SGV-Vorstandsmitglied Gérald Strub, ehemaliger Gemeindepräsident von Boniswil (AG), schlug vor, die Gemeinden als Informationshub für die Bevölkerung aktiv zu nutzen. Und er plädierte für eine Zusammenarbeit der Gemeinden und den gemeinsamen Aufbau von Know-how in Digitalisierungsfragen. Das Projekt «GemeindeConnect» des SGV biete hier einen vielversprechenden Ansatz. Anne Rizzoli von der Stadt Yverdon pflichtete ihm bei: «Im Digitalen ist es unmöglich, ganz allein zu arbeiten.»
Im Anschluss an die Podiumsdiskussion ergriffen zahlreiche Gemeindevertreterinnen und -vertreter die Möglichkeit, Fragen zu stellen. Bei den Fragen wie auch in der Diskussion kristallisierte sich rasch heraus: Weniger die Technik wird die Herausforderung bei der Einführung der e-ID sein, sondern die Kommunikation zwischen den Staatsebenen und mit der Bevölkerung. Der SGV erwartet denn auch, dass die angekündigte Information der Gemeinden vor einer Orientierung der Öffentlichkeit erfolgt, damit die kommunalen Behörden in der Lage sind, bereits bei der Ankündigung der Einführung der e-ID kompetent auf die Fragen und Bedenken ihrer Bevölkerung einzugehen. Der SGV steht für die Weiterleitung dieser unverzichtbaren Informationen an die Gemeinden und ihre kantonalen Gemeindeverbände zur Verfügung.
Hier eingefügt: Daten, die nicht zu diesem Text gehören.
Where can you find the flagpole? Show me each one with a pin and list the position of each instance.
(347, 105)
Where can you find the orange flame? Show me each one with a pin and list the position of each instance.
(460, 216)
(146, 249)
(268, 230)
Zwei neue Vorstandsmitglieder
Im Vorfeld der Fachveranstaltung fand der statutarische Teil der Generalversammlung des SGV statt. Direktorin Claudia Kratochvil konnte eine positive Rechnung präsentieren. Sämtliche Geschäfte wurden einstimmig angenommen. Zudem wurden zwei Vorstandsmitglieder verabschiedet: Ihren Rücktritt gaben Jean-Michel Karr, ehemaliger Gemeindepräsident von Chêne-Bougeries (GE), nach zehn Jahren und Beat Bucheli, abtretender Gemeindepräsident von Werthenstein (LU), nach neun Jahren Vorstand. Neu in den Vorstand wählten die Delegierten Mathias Buschbeck, Vizestadtpräsident von Vernier (GE), und Gabriel Macedo, Stadtpräsident von Amriswil (TG).